Widely derided as a distorting fun-house mirror in which we see the current crop of awards favourites, the 2022 Golden Globes may well be on the naughty step in the eyes of the world’s media, so it was inevitable that this year’s choices played safe; we’d certainly expect best actor to be a slog between Will Smith and Andrew Garfield, that Belfast and Nicole Kidman in Being the Ricardos would be in contention, and that Steven Spielberg’s West Side Story would pick up for awards; despite a lack of box-office momentum, the reworking of the classic musical was always likely to thrill the Hollywood Foreign Press Association, yet their choice might just correct a specific wrong…
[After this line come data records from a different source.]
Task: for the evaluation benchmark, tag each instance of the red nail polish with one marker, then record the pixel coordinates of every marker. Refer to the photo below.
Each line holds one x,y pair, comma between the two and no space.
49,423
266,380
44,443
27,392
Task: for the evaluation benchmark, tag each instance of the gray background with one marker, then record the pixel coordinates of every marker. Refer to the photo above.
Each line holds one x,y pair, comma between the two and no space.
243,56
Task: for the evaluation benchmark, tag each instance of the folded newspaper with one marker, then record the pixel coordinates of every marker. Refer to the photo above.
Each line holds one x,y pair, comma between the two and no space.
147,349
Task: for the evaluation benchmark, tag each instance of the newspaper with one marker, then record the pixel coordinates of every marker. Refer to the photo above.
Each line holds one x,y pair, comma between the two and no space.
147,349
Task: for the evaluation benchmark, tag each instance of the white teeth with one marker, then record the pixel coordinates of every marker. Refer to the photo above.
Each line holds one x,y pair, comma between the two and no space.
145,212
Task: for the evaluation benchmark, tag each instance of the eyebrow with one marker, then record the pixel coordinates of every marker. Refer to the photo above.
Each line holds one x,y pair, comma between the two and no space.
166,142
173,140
With films being routinely and untimely yanked out of the cinemas in the hope that the next blockbuster will click with a disease-ravaged public, West Side Story never had much of a chance to connect, coming out a few days before Spiderman, the unanimous choice of 2021’s ultra-selective audience. There’s little chance of a word-of-mouth big-screen revival given that the film is likely to appear on streaming later his month (Jan 2022), so any awards tractions seems unlikely to benefit cinemas. And yet while it has faults, this new version of the Bernstein and Sondheim property has plenty to recommend it, namely the music, the exuberant dancing, and a woke revision of the story that at least suggests some serious thought went into it.

Essentially, it’s Romeo and Juliet updated to the gangs of New York. On the island of Manhattan circa 1957, the Jets square up to the Sharks, while the area’s on-going gentrification threatens the existence of them with the end of a wrecking ball. Tony (Ansel Elgort) is now an ex-con, having served a year in the pen, and seems much older than the doe-eyed Maria (Rachel Zegler) who he meets at a dance. The course of true love never runs true, and Tony ends up killing Maria’s brother in a rumble in a salt warehouse, and you probably already know how this one turns out. It’s hard to think of a more copper-bottomed property that West Side Story, with every song a home run, but while this new version can’t match the shock of the street choreography featured in the 1961 Robert Wise Oscar-winner, it certainly offers lots of colour, energy and showmanship to burn.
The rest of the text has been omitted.